L’Uruguay gagne la bataille contre Philip Morris

Après six ans, le Centre international pour le règlement des différends liés aux investissements (CIRDI) a donné raison à l’Uruguay sur tous les points dans le bras de fer qui l’opposait à Philip Morris.

Le suspense est terminé: Le 8 juillet, après six ans, le Centre international pour le règlement des différends liés aux investissements (CIRDI), un tribunal arbitral de la Banque mondiale, a donné raison à l’Uruguay sur tous les points dans le bras de fer qui l’opposait à Philip Morris. Philip Morris a aussi été condamné à payer les frais de justice de l’Uruguay à hauteur de plus de 7 millions USD, plus les frais de fonctionnement du CIRDI. Alliance Sud et l’ONG Amis de la Terre Uruguay saluent cette sentence arbitrale. Mais cette plainte n’aurait jamais dû avoir lieu.

En 2010, Philip Morris avait porté plainte contre Montevideo pour des mesures anti-tabac jugées trop restrictives. La multinationale suisse se basait sur l’accord de protection des investissements entre Berne et Montevideo. Elle réclamait 25 millions USD de dommages et intérêts à l’Uruguay, alors même que ce pays poursuit une politique anti-tabac conforme à la Convention cadre de l’Organisation mondiale de la santé (OMS) pour la lutte antitabac.

Mais Philip Morris lui reprochait l’obligation d’allouer 80% de la surface du paquet à la mise en garde contre le danger de la fumée et l’interdiction de vendre plus d’un type de cigarette par marque (une seule Marlboro et non Marlboro light, bleu, vert) en tant qu’expropriation de sa  propriété intellectuelle. Pourtant, depuis l’adoption de ces mesures en 2005, 443’000 Uruguayens ont arrêté de fumer et le pourcentage de fumeurs est tombé de 35% à 22% de la population.

Alliance Sud et l’ONG Amis de la Terre Uruguay, qui suivent ce cas depuis le début, saluent cette sentence avec le peuple uruguayen, mais elles estiment que cette plainte n’aurait jamais dû avoir lieu.

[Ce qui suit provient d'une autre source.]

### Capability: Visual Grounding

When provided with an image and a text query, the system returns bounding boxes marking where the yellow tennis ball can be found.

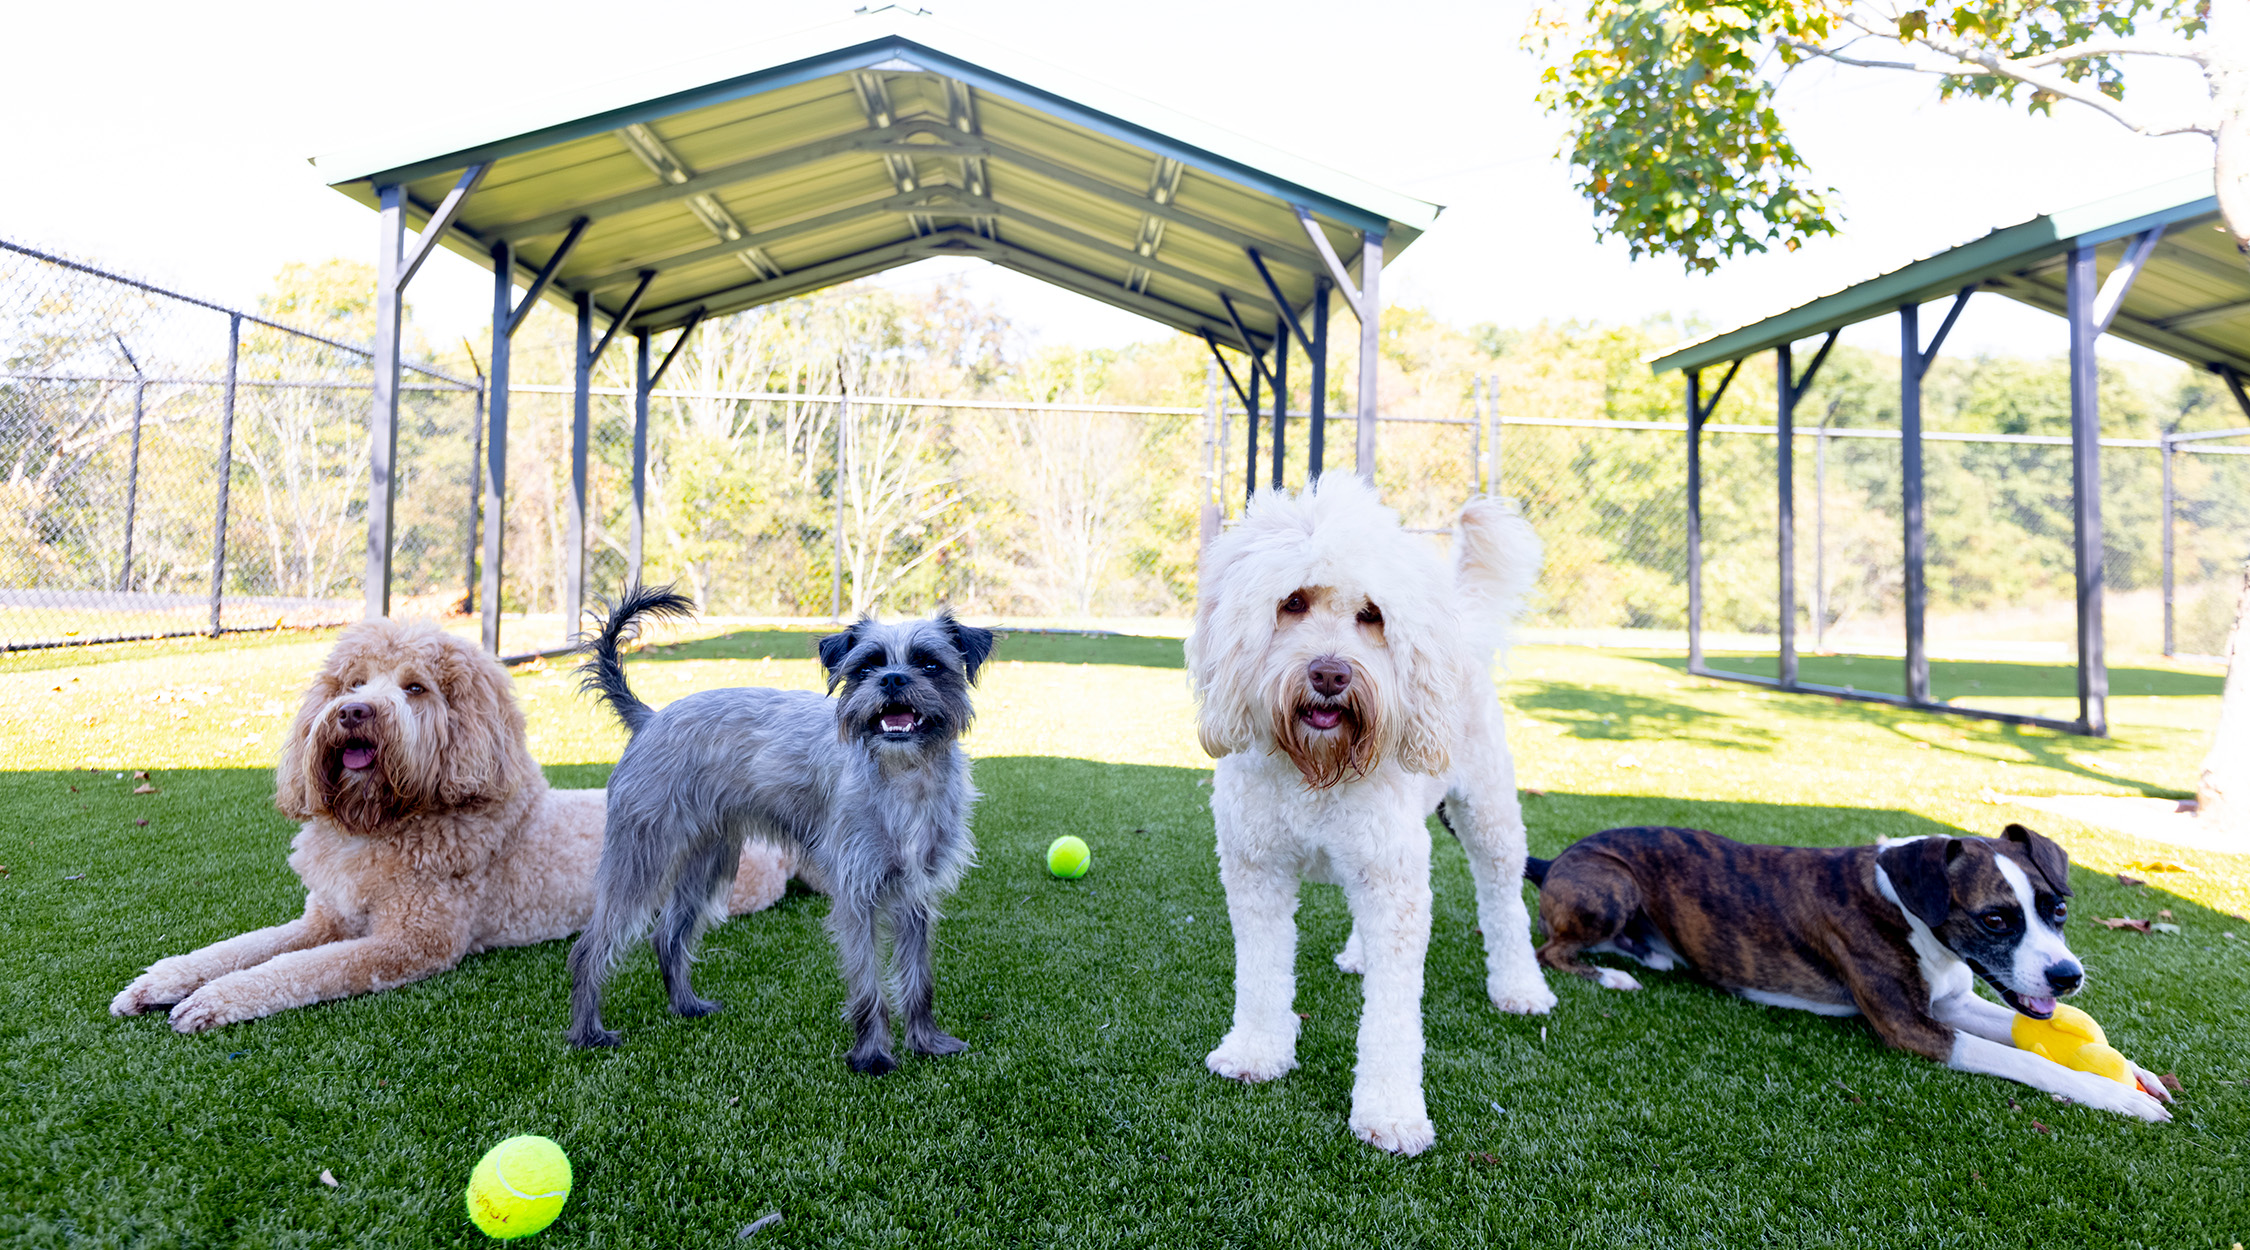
[465,1134,571,1239]
[1047,835,1090,879]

Sans une forte impulsion politique du président Vasques au sein de son propre parti et le soutien financier d’une fondation privée pour couvrir les coûts légaux initiaux, il aurait pu laisser tomber en 2010. Le pays a tardé à appliquer d’autres mesures annoncées de lutte contre le tabac, comme l’interdiction de l’exhibition des cigarettes dans les points de vente et l’introduction du paquet neutre. Dans le sillage de Philip Morris, d’autres investisseurs étrangers ont menacé de porter plainte contre l’Uruguay. Le gouvernement uruguayen n’a jamais publié les documents de sa défense, comme il avait promis de le faire.

Les accords de protection des investissements – à commencer par les accords suisses – sont déséquilibrés car ils permettent aux entreprises étrangères de porter plainte contre l’Etat hôte, mais pas l’inverse. Il faut exclure de ces accords le processus de règlement des différends investisseurs – Etats. A l’heure où les Etats envisagent d’insérer ce mécanisme dans le traité transatlantique TTIP et viennent de l’insérer dans le traité Trans-pacifique TPP et dans l’accord UE – Canada (CETA), la sentence d’aujourd’hui vient rappeler que le droit de réguler dans l’intérêt public doit avoir la priorité sur les intérêts commerciaux privés.